Emergency text to BBC chairman: Michael Gove’s efforts to ‘level up’ hit a snag after getting trapped in lift for half an hour
Michael Gove’s efforts to “level up” hit a snag after he was trapped in a BBC lift for more than 30 minutes.
The Communities Secretary was touring studios to explain his plan to tackle the cladding scandal when the mishap occurred.
BBC presenter Nick Robinson told listeners: “We’ve had breaking news this morning that W1A is not in fact a satirical programme, because we were hoping to talk to Michael Gove – you might have been hoping to hear from Michael Gove at this time. He had very kindly come into the building so we didn’t have to deal with one of those awkward line failures.

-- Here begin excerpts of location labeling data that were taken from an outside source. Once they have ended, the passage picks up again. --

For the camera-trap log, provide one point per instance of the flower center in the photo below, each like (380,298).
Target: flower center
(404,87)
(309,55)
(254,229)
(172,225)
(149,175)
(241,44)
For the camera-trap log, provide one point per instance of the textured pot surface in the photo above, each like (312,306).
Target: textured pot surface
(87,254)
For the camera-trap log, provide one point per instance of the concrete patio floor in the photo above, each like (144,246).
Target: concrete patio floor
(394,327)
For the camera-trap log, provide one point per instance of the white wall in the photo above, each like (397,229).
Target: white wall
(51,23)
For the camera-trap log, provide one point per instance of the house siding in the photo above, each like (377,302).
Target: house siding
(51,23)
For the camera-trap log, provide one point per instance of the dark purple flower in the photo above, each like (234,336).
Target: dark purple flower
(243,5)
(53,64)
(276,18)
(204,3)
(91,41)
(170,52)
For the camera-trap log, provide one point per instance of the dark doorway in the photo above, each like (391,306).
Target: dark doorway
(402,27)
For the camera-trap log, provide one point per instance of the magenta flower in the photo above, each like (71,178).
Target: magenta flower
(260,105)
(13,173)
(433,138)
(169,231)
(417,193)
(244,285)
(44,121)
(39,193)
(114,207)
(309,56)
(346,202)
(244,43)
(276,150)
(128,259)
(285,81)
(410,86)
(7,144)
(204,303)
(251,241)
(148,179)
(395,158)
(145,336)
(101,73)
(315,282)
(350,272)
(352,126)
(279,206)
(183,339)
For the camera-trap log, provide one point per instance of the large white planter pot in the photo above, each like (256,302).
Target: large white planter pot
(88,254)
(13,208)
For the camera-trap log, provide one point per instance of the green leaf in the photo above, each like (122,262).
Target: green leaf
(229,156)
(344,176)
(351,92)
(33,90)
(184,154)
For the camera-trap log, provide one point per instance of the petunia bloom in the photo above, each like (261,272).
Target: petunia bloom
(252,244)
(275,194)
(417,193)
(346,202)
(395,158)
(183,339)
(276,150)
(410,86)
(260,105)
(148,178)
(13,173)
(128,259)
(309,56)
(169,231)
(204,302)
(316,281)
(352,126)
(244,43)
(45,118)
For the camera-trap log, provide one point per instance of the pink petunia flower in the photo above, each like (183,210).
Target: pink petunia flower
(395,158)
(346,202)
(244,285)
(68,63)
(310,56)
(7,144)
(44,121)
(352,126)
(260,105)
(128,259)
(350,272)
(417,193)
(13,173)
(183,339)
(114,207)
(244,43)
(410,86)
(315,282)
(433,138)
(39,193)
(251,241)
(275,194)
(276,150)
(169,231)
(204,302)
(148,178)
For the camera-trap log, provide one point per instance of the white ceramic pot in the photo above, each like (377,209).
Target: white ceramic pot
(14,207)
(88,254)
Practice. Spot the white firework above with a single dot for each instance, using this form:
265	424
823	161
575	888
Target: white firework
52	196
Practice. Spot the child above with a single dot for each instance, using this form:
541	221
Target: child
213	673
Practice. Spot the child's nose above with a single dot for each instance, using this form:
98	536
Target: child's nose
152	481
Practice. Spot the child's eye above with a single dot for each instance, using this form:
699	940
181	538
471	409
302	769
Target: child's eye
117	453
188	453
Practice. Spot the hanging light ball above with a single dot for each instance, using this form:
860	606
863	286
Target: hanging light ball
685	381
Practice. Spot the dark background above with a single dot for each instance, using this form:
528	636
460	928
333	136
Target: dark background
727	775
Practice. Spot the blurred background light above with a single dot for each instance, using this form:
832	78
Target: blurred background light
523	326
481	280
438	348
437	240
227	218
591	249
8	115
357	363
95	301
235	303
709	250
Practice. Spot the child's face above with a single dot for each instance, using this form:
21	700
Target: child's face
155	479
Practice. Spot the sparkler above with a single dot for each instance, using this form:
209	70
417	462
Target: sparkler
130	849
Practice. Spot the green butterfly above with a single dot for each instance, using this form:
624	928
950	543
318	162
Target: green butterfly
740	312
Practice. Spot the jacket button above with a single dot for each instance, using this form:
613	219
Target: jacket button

“Mr Gove is stuck in the Broadcasting House lift. I wish I could say this is a joke, it is not a joke and it is not very funny for Mr Gove and the security man, who have been stuck there for some time.”
But Robinson said Mr Gove had been “keeping cheerful”.
Gove was freed from the BBC lift after being stuck for more than half an hour.
Appearing on BBC Radio 4’s Today programme later than planned, the Levelling Up Secretary said he had been “successfully levelled up”, adding: “These sorts of things happen, and if you and I together have given ammunition for Armando Iannucci or for the next episode of W1A, then fine.”
Told by presenter Nick Robinson that the hashtag #FreeMichaelGove had been started on Twitter, the Cabinet minister said he suspected there are “rather more people” who feel he should be “incarcerated for longer”.
Gove said he had texted BBC chairman Richard Sharp in order to be freed from the lift.
Speaking on LBC, Mr Gove said: “I’m talking to you from BBC New Broadcasting House but in a scene, perhaps, I think more appropriate for The Thick Of It or W1A, I was trapped in a BBC lift for half an hour between 7.45 and 8.15.
“But, thanks to the good offices of the Today programme, and also thanks to my texting the BBC chairman, I was liberated.”
He added: “He made sure that a crack engineering team were dispatched. As someone pointed out, even though we had to wait half an hour, eventually I was levelled up.”
He said it was “very good advice from both a health and a safety point of view” to take the stairs out of the building.